View Single Post
Old 05-08-2008, 06:57 AM   #24
hewey
Junior Member
 
Join Date: Apr 2008
Location: Australia
Gender: Female
Threads: 1
Posts: 102
Okay, great example:

My friend, let's call him Nathan, is very intelligent. I'm talking top 5% of a very good private school. The guy was building hydrogen power cells and running lawn mowers off water in the 10th grade. Nathan would've got into any college he wanted here in Australia in almost any degree. However, he came from a very blue-collar family - his father, brother, uncles and grandfather were all in trades (very common in this area, big mining town) so it was just expected that he would go into one, some sort of engineering most likely. Our entire grade tried for two years to convince him to go to university with no luck. He finished Year 12 and went off to TAFE to learn a trade.

He lasted two years.

By the end of those two years he was so frustrated with the lack of a challenge and lack of intellectual stimulation that he dropped out.

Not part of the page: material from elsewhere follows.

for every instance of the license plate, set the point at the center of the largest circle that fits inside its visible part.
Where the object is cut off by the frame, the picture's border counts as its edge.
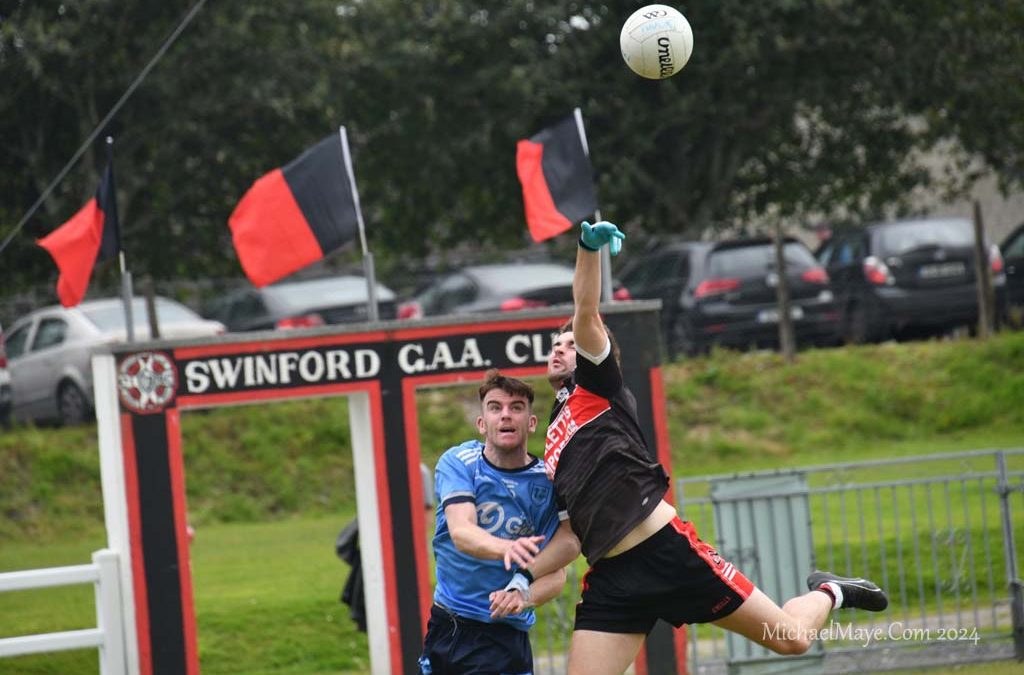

Luckily, he'd earned enough money to put himself through an engineering degree and he promptly went off to college for four years.

The point is, if you have the opportunity and a passion for learning more in a particular area, I don't see why you wouldn't want to go to college. Unless you have a certain interest in an area that doesn't require a degree, I don't see why you'd want to waste years of your life doing something you don't like just for a few extra grand in the first few years of your professional life.